Jul 9, 2013
It’s back… and it’s called Quell Memento. It’s a pretty fun puzzler that retains the flair of its predecessors… and then some.
The background imagery is fairly stark, as the game relies on greyish hues to highlight the gameplay. The puzzles themselves mostly keep to that design motif, with mostly grey squares interspersed with other pieces in somewhat softer colors. The transitions into the boards was quite smooth, and I do think that the presentation was well done, and reflective of minimally beautiful design.
This allows all eyes to be on the play area. To begin, the puzzles are created with blocks in an otherwise empty regularly irregularly shaped grid. In every grid, there is a at least one type of completion button. Using bubbles as rolling, perishable controls, one needs to navigate through to get to the button(s) to complete the puzzle. The bubbles can only move one way in space, unless checked by another object in the grid; diagonal movements can not be effected.
All these different restrictions create some intriguing situations in which strategy becomes a major requirement to resolve.
Soon, the puzzles add extra elements that can help or hinder: spikes, breakable blocks, gates and even ice cubes. There was even a wraparound feature, which mimics the Pac-man way of going out a valve on one side and popping out on the other, and tunnels, that allow the bubble(s) to teleport, in a manner of speaking. In some levels, there are multiple bubbles and completion points; sometimes, it was necessary to use one bubble as a sacrificial facilitator that helps another one complete the level.
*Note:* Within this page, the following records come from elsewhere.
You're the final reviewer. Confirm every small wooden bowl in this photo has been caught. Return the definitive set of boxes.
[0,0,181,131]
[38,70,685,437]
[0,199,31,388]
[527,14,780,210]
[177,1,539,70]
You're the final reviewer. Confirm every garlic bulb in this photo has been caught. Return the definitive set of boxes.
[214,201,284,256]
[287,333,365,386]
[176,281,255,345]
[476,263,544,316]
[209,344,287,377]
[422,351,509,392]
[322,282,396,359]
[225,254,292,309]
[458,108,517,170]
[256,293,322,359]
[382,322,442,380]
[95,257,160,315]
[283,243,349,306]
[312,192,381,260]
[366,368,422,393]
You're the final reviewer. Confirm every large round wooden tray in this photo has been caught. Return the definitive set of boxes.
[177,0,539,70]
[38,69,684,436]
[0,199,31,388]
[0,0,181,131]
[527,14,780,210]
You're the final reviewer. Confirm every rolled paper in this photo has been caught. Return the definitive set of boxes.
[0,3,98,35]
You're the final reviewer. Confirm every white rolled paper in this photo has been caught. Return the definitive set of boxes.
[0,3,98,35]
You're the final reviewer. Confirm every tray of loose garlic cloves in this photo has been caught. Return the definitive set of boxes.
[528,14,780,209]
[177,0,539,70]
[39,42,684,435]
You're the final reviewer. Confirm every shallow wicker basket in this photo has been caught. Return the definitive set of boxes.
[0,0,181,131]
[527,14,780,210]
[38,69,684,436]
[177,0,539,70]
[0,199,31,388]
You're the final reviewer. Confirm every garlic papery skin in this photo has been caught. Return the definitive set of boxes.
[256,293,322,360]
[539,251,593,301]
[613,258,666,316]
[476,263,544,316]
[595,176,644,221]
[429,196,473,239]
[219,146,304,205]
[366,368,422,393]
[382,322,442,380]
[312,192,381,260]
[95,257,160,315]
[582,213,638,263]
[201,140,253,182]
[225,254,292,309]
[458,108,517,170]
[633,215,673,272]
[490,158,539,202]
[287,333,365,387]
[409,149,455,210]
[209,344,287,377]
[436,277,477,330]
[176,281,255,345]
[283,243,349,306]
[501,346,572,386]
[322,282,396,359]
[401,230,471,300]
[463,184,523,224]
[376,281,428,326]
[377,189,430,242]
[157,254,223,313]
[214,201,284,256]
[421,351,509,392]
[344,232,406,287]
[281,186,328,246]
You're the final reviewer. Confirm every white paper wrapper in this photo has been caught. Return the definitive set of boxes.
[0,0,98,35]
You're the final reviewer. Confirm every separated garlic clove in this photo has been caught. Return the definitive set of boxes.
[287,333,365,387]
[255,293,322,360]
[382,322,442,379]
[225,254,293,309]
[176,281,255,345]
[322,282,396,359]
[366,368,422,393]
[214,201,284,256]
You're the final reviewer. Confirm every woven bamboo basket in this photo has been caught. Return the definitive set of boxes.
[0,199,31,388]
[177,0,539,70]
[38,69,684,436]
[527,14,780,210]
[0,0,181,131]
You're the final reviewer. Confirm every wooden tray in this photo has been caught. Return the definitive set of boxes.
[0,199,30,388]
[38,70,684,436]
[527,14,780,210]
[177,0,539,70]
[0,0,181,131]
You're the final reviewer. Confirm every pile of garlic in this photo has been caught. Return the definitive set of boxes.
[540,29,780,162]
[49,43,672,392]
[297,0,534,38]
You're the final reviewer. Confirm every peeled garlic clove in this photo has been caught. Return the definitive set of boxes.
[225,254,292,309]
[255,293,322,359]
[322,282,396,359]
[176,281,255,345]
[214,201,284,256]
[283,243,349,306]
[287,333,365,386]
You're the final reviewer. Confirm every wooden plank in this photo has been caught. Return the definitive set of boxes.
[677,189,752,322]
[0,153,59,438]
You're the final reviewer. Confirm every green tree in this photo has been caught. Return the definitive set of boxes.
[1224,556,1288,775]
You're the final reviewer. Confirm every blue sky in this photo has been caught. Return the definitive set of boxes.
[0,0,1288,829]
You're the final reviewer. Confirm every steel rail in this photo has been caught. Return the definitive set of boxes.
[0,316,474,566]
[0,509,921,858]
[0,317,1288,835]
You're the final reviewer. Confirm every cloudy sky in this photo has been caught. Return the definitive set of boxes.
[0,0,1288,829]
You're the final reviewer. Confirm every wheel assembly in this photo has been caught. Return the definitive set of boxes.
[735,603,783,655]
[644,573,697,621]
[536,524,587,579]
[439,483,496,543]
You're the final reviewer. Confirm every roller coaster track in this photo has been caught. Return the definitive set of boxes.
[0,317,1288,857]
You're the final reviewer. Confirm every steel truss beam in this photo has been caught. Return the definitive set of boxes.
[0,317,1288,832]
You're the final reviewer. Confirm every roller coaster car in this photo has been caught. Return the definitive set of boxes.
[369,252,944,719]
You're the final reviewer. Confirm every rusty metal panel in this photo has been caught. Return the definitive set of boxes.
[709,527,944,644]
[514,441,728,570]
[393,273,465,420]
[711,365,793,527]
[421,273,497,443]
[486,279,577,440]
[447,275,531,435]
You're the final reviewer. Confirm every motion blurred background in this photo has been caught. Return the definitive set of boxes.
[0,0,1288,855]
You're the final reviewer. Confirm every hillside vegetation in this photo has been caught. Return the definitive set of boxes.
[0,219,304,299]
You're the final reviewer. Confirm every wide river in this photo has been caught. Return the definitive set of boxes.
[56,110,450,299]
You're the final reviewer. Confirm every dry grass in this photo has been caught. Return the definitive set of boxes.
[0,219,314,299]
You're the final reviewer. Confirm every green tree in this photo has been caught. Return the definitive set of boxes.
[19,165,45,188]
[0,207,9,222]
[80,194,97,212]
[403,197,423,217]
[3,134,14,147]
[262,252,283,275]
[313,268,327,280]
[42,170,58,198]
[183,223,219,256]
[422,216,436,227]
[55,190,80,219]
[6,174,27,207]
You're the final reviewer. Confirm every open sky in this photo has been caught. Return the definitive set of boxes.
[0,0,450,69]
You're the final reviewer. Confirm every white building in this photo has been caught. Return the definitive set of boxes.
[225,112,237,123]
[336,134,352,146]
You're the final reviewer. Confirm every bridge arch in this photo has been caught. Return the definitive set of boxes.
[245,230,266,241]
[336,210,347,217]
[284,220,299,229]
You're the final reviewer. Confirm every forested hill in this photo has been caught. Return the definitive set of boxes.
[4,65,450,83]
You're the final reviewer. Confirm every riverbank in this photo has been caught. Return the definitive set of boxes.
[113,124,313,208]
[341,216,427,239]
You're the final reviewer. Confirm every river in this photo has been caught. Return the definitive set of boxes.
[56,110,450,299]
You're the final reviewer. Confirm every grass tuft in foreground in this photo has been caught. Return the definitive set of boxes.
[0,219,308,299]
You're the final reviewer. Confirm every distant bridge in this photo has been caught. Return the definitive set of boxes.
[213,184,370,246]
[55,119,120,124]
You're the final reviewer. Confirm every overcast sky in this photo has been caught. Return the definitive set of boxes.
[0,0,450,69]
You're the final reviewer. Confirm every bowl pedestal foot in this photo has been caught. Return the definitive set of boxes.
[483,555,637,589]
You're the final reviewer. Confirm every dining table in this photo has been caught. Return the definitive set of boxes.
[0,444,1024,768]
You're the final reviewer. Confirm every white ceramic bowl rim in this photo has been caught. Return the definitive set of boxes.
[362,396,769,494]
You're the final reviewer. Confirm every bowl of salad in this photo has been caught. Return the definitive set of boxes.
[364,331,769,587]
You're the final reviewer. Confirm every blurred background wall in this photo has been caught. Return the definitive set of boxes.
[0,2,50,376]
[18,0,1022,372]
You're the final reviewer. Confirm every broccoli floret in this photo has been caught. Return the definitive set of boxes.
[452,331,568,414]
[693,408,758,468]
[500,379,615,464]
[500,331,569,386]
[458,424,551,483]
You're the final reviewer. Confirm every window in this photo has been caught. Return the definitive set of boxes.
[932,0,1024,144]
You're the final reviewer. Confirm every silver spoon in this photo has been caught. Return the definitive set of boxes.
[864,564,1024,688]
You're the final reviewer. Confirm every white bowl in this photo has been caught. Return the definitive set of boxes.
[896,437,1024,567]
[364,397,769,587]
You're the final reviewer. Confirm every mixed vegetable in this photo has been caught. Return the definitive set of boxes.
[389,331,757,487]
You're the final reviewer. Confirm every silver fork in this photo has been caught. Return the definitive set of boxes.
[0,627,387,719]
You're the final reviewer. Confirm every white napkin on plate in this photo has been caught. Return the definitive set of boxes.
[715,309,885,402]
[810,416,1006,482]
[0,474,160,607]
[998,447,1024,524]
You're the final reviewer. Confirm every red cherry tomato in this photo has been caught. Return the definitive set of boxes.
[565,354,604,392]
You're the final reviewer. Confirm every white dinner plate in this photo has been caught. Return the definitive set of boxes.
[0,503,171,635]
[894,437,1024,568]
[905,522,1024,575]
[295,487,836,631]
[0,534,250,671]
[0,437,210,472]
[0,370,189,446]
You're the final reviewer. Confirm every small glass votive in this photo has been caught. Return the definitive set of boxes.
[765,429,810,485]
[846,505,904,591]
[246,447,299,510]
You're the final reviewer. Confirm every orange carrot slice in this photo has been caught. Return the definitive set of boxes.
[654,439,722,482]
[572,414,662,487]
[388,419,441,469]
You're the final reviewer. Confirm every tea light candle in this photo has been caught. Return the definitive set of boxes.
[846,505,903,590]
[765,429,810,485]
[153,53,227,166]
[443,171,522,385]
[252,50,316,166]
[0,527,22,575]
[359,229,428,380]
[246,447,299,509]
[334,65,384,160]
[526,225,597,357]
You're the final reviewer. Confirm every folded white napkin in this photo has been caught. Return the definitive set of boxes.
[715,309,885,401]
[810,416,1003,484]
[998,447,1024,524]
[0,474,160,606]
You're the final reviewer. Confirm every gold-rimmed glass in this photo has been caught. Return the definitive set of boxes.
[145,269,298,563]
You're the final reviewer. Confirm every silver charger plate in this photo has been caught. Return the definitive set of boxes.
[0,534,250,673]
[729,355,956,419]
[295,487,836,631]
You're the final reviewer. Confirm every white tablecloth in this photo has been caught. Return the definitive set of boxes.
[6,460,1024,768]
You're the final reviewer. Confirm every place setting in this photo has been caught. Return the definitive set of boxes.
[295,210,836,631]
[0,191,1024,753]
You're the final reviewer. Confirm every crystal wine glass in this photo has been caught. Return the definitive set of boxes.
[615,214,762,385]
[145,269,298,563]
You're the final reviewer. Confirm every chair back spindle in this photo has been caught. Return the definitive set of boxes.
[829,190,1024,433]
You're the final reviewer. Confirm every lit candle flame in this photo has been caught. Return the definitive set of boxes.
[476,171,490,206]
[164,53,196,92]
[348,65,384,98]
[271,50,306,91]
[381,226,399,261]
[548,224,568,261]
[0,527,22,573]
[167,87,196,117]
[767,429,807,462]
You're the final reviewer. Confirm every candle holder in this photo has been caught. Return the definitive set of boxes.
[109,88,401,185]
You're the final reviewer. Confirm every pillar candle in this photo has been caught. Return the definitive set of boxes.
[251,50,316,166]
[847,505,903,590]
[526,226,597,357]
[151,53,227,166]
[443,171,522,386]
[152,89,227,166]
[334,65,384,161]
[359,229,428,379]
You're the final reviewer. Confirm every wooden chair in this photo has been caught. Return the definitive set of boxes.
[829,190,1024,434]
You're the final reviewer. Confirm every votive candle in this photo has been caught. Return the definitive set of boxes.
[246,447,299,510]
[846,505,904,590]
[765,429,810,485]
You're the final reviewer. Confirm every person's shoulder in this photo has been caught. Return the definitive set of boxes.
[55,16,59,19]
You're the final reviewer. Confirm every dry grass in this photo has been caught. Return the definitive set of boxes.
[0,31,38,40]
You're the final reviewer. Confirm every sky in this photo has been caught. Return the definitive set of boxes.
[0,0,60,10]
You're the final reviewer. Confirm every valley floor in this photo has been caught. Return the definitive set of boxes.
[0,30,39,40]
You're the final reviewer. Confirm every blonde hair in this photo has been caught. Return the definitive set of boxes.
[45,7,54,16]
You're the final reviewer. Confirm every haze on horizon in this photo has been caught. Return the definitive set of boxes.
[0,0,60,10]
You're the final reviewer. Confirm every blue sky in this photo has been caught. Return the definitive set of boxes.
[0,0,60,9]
Each level had a prescribed number of moves to complete; doing it in that number earned a “perfect” moniker and a special coin. Success opens up advanced chapters, but coins earned can be used to buy solutions or open up levels. Levels can be repeated, and there are hints.
Much as I loved this game, I thought the navigation could have been more precise; there were times I got a bit lost after leaving the game for whatever reason. Still, it doesn’t really inhibit the enjoyment of this masterpiece.